Of course you will get forum trolls such as araditus telling you that these prices must be fake just because TR hasn't picked them up yet 

The good thing for AMD is that SB-E is nowhere to be seen yet so they can reap the benefits of their new architecture in top mainstream segment at least for a while. They had plenty of time to do the benchmarking and settle on pricing since SB came out so I'm confident that they have priced Bulldozer in accordance with its comparative performance to the competition. I only wish AMD didn't go for "-core" nomenclature (making 4-module CPU "octo-core") as this may come back to haunt them really soon: "yeah, it's octo-core but not entirely so due to sharing of many per-module resources, hence the not-really-eight-times-the-performance" and "yeah, it's octo-core that performs on par with competitor's quad-core"  If they played it safe and called it "a four-module eight-thread CPU" from the get-go consumers would compare it to Intel's HT 4c/8t directly and find out that AMD's design of "HT" is obviously superior (displaying better performance per additional "thread" than Intel).


----------



## Strider (May 24, 2011)

Tiltentei said:


> Ivy will crush it...
> Got the 1090T myself, but i hate to admit it, that Intel wins in every single bench test. If Amd's flagship cpu do better then the 2600k it wil most likely be smashed when the Ivy Bridge is released.



This is exactly why I hate synthetic benchmarks. The performance boost you get from a more expensive Intel chip does not justify the cost difference in my humble opinion. Especailly when we are talking about the end-user. Not to mention, I do not play or work with benchmarks, I play games and I work with software.

I am not going to pay sometimes hundreds more to get a movie done 2-3 minutes faster or 10 for FPS in a video game.
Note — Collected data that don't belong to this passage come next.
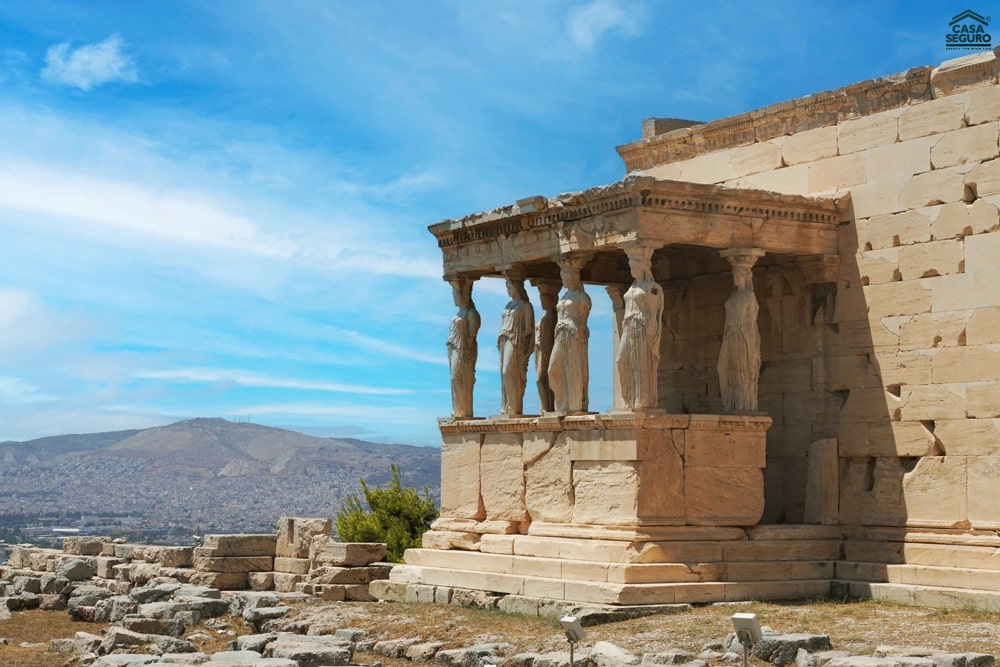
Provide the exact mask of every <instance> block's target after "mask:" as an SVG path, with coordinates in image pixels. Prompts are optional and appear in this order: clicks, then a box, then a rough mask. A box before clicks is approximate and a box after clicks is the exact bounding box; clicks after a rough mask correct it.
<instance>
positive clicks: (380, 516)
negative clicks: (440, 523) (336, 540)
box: [337, 465, 438, 563]
mask: <svg viewBox="0 0 1000 667" xmlns="http://www.w3.org/2000/svg"><path fill="white" fill-rule="evenodd" d="M391 470H392V477H391V478H390V479H389V481H388V482H387V483H386V485H385V486H384V487H381V488H377V487H376V488H374V489H373V488H370V487H369V486H368V484H367V483H365V480H364V479H360V480H358V481H359V482H360V483H361V495H362V496H364V505H363V504H362V499H361V498H359V497H358V495H357V494H351V495H350V496H348V497H347V499H346V500H345V501H344V505H343V507H341V508H340V511H339V512H337V536H338V538H339V539H340V540H341V541H343V542H385V543H386V545H388V550H387V552H386V558H387V559H388V560H390V561H392V562H394V563H400V562H402V560H403V552H404V551H406V550H407V549H409V548H412V547H419V546H420V536H421V535H423V534H424V532H425V531H426V530H428V529H429V528H430V527H431V522H432V521H434V519H436V518H437V516H438V509H437V506H435V504H434V499H433V498H431V496H430V492H429V491H428V490H427V488H426V487H425V488H424V492H423V494H420V493H417V491H416V489H413V488H412V487H404V486H403V483H402V480H401V479H400V473H399V466H396V465H393V466H392V468H391ZM365 505H367V507H368V508H367V509H365Z"/></svg>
I have done countless real world side by side comparisons between Intel and AMD processors for the better part of the past 10 years, my job allows me this luxury. The reason Intel lost me as a customer is the fact benchmarks are almost always over-hyped or inflated and they do not hold up in day to day real world usage on end-user machines. They may be a good "generalized" standard, but I am not generalized, I have specific needs and wants from my system, AMD meets all them and far more. 
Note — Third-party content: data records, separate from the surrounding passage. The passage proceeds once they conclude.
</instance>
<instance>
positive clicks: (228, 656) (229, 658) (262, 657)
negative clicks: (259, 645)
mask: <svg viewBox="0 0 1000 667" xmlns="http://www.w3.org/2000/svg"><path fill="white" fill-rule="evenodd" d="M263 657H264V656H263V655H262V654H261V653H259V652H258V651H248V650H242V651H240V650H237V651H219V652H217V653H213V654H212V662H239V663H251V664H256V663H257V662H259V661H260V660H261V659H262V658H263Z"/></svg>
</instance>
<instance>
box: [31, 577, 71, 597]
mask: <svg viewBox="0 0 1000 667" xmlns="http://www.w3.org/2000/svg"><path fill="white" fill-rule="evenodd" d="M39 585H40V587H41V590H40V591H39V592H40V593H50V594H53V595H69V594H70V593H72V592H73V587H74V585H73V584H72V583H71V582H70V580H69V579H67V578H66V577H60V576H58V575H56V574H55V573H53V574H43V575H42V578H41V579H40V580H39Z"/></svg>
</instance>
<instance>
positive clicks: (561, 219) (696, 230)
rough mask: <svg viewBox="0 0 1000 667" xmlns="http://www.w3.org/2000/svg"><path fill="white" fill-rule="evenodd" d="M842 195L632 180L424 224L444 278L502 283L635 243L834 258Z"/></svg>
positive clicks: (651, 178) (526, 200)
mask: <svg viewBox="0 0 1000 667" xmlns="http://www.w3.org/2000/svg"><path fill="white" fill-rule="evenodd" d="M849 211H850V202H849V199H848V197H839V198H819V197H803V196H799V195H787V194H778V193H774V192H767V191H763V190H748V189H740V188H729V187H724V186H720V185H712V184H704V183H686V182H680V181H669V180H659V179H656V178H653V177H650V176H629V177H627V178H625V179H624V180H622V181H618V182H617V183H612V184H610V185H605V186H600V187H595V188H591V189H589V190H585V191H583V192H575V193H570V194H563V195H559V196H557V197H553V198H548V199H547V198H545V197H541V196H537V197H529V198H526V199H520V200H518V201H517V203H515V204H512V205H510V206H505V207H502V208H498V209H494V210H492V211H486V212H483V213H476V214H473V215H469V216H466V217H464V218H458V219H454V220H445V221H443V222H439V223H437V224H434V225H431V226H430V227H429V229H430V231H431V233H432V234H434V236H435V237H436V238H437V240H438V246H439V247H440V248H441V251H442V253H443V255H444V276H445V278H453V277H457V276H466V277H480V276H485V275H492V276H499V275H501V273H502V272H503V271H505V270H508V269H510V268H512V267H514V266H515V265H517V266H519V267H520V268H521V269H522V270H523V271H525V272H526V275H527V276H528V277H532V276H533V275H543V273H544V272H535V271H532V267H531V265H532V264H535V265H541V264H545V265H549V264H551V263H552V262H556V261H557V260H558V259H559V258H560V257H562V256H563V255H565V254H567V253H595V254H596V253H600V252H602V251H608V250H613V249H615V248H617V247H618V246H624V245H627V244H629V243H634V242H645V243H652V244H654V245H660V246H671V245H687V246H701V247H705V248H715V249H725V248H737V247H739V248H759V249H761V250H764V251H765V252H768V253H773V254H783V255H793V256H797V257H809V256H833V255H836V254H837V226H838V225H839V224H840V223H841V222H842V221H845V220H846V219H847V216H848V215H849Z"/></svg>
Like I said though, that's just my own personal opinion, one that I have formed over many years of being a system builder. 
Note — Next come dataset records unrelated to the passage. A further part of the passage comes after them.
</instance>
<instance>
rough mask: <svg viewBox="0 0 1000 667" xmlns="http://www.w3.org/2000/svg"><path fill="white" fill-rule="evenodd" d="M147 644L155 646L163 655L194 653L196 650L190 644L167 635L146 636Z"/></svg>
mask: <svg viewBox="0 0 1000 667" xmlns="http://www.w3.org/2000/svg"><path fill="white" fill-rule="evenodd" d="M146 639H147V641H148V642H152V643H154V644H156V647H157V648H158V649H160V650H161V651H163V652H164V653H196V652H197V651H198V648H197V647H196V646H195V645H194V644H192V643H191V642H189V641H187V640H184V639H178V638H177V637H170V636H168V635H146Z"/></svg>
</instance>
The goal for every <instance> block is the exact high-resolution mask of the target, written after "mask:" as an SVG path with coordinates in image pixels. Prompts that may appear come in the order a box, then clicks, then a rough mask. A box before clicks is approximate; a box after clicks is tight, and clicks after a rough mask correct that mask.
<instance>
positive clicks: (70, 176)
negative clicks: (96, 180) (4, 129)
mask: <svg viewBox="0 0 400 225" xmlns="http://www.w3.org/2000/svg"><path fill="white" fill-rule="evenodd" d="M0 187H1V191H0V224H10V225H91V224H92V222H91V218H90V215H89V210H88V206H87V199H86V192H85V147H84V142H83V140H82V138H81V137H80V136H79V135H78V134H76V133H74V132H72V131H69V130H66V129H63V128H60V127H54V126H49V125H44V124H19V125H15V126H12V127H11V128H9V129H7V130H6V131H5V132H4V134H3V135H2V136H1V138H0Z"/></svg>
So in a nut shell, the AMD processors are less expensive, yet still perform well above their price. Intel is more expensive, and just does not meet my expected performance increase based on what I just paid for it over the AMD counterpart.


----------



## Melvis (May 24, 2011)

xenocide said:


> There were a number of problems wrong with the P4-era Intel, but they still had name recognition.  That being said, AMD managed to capitalize and go from an almost unkown brand to a valid alternative.  As for your next point, the main reason the Sandy-Bridge line so so impressive is because it was at LEAST on par for the last generation i7's, and for the most part was substantially cheaper.  The i7-2600k at $320 beat the $1000 980x across the board, and the i5-2500k was able to best that same CPU for almost $100 less once you did some easy overclocking.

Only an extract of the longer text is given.